Droit à l'information des représentants du personnel
Article 99
« Dans les entreprises ou professions mentionnées ci-dessus où sont occupés habituellement au moins cinquante salariés, les employeurs qui
projettent d'y effectuer un licenciement dans les conditions visées à l'alinéa précédent sont tenus de réunir et de consulter le comité d'entreprise ou, à défaut, les délégués du personnel. Ces
opérations s'effectuent après l'achèvement des procédures de consultation prévues par les premier et deuxième chapitres du titre III du livre IV du présent code et, le cas échéant, après
adoption, par les organes de direction et de surveillance de la société, de la décision prévue par les articles L. 239-1 et L. 239-2 du code de commerce. »
Article 100
« Art.
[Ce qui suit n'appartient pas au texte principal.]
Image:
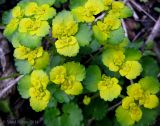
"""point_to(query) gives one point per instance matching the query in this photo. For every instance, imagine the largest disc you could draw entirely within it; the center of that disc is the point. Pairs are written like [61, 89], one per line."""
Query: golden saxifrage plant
[77, 63]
L. 431-5-1. - Lorsque le chef d'entreprise procède à une annonce publique portant exclusivement sur la stratégie économique de l'entreprise
et dont les mesures de mise en oeuvre ne sont pas de nature à affecter de façon importante les conditions de travail ou d'emploi, le comité d'entreprise se réunit de plein droit sur sa demande
dans les quarante-huit heures suivant ladite annonce. L'employeur est tenu de lui fournir toute explication utile.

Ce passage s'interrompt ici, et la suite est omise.